On top of these confusing statistics, another interesting piece of news came from the city yesterday. New York Gov. Andrew M. Cuomo told the press that 66% of new coronavirus patients whos have been recently hospitalized are from among those who previously stayed at home, in line with the stay-at-home orders.
According to the BBC, President Donald Trump said he was “shocked” by the results, adding that the rate of contamination among those working in key sectors had been much lower compared to the overall population and that most new cases had been seen in those who did not go to work and stayed home.
Of course, this is not the only data that has led us to question the impact of isolation during the pandemic and to wonder why. There is also no significant difference in statistics gathered by countries that have implemented isolation measures and those who have opted for full or controlled herd immunity. The function of isolation is also not as clear as claimed.
For instance, the first case in Brazil – a country of 200 million people – was seen on Feb. 25. So far, 272,000 cases have been recorded and 18,000 people have died in the country, which has not taken any isolation measures. On the other hand, the number of recoveries has come to around 107,000.

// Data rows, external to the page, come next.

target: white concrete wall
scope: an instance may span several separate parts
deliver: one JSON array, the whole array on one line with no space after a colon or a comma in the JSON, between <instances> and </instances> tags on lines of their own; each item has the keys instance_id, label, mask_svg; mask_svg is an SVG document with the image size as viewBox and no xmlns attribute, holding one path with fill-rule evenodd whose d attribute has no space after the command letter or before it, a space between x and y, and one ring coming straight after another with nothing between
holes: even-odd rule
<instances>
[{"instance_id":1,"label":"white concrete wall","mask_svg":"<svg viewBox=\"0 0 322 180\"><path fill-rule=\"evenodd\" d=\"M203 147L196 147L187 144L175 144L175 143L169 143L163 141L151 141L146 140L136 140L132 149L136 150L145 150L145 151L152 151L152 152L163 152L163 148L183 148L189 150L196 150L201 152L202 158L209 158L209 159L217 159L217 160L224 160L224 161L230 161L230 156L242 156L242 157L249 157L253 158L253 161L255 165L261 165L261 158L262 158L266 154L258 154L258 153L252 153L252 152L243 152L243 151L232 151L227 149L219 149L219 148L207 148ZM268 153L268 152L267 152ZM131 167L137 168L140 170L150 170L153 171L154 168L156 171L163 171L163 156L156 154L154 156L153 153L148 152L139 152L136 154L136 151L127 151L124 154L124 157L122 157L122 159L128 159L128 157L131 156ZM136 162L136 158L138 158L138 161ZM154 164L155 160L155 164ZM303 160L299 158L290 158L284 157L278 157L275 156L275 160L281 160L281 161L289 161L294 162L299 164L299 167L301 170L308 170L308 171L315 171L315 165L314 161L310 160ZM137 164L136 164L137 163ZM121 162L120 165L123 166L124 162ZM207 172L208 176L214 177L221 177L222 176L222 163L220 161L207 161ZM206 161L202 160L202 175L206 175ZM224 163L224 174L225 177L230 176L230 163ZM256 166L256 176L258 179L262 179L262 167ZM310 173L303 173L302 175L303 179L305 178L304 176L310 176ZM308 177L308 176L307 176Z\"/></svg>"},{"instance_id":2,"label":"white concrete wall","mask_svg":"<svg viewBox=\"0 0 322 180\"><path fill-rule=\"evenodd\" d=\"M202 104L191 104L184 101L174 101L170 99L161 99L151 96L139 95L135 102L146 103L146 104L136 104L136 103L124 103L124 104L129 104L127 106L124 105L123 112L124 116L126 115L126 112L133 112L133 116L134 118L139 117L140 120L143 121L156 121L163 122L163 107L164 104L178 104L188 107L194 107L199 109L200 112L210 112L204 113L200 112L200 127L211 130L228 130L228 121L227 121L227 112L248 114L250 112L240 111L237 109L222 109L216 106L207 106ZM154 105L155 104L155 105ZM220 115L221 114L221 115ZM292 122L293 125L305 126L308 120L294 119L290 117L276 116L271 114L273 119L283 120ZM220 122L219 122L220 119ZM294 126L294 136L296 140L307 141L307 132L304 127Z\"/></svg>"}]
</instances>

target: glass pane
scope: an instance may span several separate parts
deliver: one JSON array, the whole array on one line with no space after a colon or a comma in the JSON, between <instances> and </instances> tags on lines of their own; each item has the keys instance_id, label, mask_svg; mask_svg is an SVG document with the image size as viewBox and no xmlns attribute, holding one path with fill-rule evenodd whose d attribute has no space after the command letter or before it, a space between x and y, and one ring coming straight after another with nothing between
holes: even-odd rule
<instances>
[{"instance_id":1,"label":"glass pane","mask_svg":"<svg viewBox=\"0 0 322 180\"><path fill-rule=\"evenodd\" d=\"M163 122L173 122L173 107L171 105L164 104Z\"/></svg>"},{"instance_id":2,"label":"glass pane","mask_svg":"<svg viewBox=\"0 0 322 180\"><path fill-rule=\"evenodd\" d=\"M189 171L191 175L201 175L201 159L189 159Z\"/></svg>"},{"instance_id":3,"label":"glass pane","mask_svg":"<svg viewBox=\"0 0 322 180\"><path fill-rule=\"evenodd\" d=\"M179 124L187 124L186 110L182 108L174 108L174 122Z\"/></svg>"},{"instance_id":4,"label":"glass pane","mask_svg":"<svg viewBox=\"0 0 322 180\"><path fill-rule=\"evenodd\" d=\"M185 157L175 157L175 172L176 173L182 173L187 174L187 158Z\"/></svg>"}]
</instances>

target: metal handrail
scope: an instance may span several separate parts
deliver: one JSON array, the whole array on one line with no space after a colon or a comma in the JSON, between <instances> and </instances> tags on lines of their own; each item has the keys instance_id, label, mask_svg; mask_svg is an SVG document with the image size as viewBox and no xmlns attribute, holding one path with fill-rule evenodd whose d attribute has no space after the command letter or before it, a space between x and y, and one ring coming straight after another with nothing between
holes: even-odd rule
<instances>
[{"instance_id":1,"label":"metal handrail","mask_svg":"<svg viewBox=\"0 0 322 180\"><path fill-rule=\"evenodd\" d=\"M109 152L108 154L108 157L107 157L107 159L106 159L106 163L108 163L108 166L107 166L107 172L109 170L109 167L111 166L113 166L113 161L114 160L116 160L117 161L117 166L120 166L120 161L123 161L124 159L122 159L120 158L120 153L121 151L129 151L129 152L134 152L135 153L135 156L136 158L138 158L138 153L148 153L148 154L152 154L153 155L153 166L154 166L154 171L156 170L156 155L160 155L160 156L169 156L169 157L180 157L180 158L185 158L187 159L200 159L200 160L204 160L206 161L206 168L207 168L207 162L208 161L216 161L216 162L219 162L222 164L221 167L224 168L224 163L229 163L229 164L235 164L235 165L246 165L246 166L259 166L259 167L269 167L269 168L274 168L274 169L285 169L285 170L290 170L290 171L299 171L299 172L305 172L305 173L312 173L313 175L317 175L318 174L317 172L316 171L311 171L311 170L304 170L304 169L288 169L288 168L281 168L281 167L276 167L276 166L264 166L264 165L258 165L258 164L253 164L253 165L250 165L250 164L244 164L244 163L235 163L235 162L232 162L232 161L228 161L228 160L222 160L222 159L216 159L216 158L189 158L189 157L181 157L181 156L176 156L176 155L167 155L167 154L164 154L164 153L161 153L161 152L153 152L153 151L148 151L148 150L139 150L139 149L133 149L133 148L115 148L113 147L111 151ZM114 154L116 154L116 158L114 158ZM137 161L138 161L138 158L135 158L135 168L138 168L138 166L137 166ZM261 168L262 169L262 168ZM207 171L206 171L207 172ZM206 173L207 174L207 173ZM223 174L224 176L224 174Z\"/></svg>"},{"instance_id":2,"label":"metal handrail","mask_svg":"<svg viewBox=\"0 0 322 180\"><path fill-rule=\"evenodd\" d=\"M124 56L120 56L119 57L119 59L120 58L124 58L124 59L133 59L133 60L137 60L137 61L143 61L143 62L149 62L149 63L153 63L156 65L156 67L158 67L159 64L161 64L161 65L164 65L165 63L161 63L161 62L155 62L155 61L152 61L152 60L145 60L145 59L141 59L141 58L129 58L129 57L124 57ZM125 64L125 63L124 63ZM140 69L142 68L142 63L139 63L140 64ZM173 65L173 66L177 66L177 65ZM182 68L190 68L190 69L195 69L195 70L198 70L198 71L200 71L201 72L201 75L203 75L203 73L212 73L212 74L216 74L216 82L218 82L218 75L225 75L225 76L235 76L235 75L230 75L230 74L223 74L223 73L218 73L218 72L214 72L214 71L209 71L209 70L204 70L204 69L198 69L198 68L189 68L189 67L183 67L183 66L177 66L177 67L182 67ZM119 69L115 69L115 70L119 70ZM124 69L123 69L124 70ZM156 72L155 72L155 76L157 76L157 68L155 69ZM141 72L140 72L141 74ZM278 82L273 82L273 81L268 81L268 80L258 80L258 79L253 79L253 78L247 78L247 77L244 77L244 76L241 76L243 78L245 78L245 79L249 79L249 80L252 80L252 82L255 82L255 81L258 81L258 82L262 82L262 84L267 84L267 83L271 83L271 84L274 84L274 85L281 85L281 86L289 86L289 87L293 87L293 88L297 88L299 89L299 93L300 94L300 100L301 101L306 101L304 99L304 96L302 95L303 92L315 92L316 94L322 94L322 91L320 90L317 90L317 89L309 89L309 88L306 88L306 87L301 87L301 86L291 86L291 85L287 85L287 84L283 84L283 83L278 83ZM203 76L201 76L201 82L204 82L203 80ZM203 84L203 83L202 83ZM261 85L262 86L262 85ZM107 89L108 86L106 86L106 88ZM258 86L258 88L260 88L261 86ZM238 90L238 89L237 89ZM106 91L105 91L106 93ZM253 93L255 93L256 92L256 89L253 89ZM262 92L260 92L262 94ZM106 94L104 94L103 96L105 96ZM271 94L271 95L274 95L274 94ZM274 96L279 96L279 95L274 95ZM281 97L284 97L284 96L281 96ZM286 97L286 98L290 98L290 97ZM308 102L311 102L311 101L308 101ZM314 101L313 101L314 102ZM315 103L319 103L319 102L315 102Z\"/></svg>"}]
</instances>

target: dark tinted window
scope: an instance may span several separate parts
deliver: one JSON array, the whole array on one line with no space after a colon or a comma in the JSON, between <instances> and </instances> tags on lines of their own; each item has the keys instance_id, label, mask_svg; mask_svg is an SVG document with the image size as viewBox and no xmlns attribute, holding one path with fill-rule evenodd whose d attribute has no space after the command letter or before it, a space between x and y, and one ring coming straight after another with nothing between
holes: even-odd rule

Besides, there have been 31,000 cases so far in Sweden, which has applied controlled herd immunity. Some 5,000 people have recovered in the country of 10 million people, while the death toll has exceeded 3,700.

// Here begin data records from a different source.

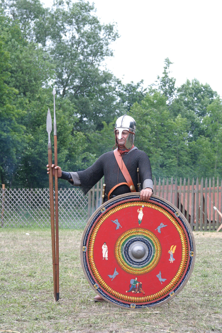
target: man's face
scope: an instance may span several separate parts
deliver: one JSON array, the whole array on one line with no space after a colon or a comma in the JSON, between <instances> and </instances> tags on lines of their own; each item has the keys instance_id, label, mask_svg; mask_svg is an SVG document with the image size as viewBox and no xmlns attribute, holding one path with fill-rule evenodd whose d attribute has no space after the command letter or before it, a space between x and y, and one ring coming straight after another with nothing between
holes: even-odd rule
<instances>
[{"instance_id":1,"label":"man's face","mask_svg":"<svg viewBox=\"0 0 222 333\"><path fill-rule=\"evenodd\" d=\"M116 139L116 142L120 146L123 146L125 143L126 138L128 137L129 134L129 131L124 130L122 132L122 135L121 139L118 139L118 137L119 136L119 132L118 130L115 131L115 137Z\"/></svg>"}]
</instances>

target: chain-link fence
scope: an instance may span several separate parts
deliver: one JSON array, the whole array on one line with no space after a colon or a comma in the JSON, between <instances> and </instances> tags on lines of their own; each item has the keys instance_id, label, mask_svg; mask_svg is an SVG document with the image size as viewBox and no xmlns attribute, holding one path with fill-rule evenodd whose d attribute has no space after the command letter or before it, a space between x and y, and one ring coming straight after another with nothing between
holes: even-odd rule
<instances>
[{"instance_id":1,"label":"chain-link fence","mask_svg":"<svg viewBox=\"0 0 222 333\"><path fill-rule=\"evenodd\" d=\"M60 227L84 227L88 216L88 196L78 188L59 190ZM49 190L47 188L5 189L0 191L2 227L49 227Z\"/></svg>"}]
</instances>

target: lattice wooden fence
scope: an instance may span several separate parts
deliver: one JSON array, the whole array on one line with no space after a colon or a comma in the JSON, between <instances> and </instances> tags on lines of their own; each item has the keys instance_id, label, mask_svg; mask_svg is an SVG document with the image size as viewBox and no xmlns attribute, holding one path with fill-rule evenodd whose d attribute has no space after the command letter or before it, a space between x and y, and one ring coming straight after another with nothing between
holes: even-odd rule
<instances>
[{"instance_id":1,"label":"lattice wooden fence","mask_svg":"<svg viewBox=\"0 0 222 333\"><path fill-rule=\"evenodd\" d=\"M101 179L86 196L77 188L59 190L59 225L60 227L82 228L93 213L101 205L103 189ZM154 181L154 194L176 206L190 223L193 230L215 230L221 223L213 209L222 210L222 180L216 184L214 178L209 182L198 178L194 184L180 178L169 182L167 178L158 184ZM47 188L5 189L0 191L2 227L49 227L49 192Z\"/></svg>"}]
</instances>

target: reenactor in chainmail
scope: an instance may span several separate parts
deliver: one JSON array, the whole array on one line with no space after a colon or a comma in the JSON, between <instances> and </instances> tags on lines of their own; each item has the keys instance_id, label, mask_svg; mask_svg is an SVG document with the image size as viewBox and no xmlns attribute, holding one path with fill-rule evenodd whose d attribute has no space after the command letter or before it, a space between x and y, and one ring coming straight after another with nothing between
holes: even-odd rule
<instances>
[{"instance_id":1,"label":"reenactor in chainmail","mask_svg":"<svg viewBox=\"0 0 222 333\"><path fill-rule=\"evenodd\" d=\"M139 191L137 171L138 168L141 184L140 198L143 201L148 200L152 194L153 189L151 166L146 153L139 150L133 145L135 128L135 122L132 117L127 115L120 117L115 126L117 148L114 152L108 152L103 154L93 165L82 171L67 172L53 164L53 175L54 169L57 169L58 178L66 179L75 186L80 186L85 194L104 176L106 184L105 202L120 194ZM131 177L130 186L123 174L122 172L126 176L125 172L122 171L123 165L126 167L126 171L129 174L130 178ZM48 173L49 173L48 167L47 165ZM94 300L103 301L104 300L97 295Z\"/></svg>"},{"instance_id":2,"label":"reenactor in chainmail","mask_svg":"<svg viewBox=\"0 0 222 333\"><path fill-rule=\"evenodd\" d=\"M118 118L115 126L116 146L131 176L135 190L138 191L137 168L140 177L140 199L148 200L152 193L153 184L149 160L145 152L134 146L136 124L132 117L124 115ZM49 169L47 166L47 173ZM132 191L126 184L126 179L120 169L113 151L102 155L93 165L86 170L77 172L62 171L59 166L52 166L58 170L58 178L68 180L71 184L79 186L85 194L103 176L106 184L104 201L117 195ZM123 184L122 183L123 183Z\"/></svg>"}]
</instances>

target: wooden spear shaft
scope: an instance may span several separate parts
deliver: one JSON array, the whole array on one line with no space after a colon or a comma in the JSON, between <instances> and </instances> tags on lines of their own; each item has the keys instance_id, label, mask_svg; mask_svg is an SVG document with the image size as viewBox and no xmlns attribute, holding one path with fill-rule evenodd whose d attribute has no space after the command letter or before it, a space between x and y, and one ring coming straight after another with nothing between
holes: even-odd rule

Meanwhile, the number of cases is 249,000 in the U.K., which has a population of 56. The country applied herd immunity at the onset of the pandemic but turned to isolation later. While the number of recoveries has not been announced, 35,000 people have died so far.
As for countries implementing strict isolation measures: The number of cases in Germany is 178,000, with 156,000 recoveries and 8,000 in deaths.

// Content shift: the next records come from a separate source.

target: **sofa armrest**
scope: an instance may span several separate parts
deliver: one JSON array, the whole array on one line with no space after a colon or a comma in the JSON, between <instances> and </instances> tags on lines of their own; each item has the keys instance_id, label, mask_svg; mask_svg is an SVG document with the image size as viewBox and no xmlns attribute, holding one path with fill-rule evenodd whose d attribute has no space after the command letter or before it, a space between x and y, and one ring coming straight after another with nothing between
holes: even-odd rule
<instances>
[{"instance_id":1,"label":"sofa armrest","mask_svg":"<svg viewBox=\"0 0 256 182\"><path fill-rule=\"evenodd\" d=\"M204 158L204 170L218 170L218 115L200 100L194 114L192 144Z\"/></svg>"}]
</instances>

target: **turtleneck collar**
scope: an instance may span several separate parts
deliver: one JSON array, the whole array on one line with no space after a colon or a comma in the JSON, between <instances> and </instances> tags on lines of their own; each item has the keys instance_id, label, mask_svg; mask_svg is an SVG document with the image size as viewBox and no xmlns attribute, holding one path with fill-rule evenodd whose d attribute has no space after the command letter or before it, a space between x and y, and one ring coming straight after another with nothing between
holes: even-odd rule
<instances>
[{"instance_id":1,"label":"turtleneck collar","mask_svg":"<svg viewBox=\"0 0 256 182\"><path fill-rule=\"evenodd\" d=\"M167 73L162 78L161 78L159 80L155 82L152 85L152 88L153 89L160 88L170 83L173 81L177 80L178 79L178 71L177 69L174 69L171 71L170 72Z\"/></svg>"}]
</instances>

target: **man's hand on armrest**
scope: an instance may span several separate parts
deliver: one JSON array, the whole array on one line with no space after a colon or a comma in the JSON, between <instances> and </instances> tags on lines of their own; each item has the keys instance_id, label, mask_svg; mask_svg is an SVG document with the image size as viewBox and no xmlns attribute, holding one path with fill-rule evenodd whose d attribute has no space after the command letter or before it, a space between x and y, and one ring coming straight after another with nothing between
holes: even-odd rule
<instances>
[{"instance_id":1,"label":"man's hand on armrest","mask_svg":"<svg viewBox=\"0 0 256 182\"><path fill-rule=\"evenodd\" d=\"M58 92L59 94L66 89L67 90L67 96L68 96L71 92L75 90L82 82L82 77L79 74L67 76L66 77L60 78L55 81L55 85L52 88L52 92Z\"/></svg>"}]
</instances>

On the other hand, the number of cases in the U.S., with a population of 330 million people, has exceeded 1.5 million, 295,000 people have recovered and 92,000 others have died.
The number of cases in Italy, which presides over 60 million people, is 227,000, with 129,000 recoveries and 32,000 deaths.
Turkey has followed some of the most stringent isolation measures in the world. The situation in our country, where the first case was seen on March 10, is as follows: The number of cases is 152,000; 113,000 people have recovered and 4,100 others have died.
When the socioeconomic costs caused by isolation measures are handled in line with these statistics, one comes to an unavoidable question: Could support for the herd immunity theory have its roots in herd psychology?
The discourse on isolation, which is now accepted all over the world, maybe swaying over us like the sword of Damocles. However, we should be able to be brave and discuss all kinds of scientific theories and possibilities to avoid paying heavier prices in the near future.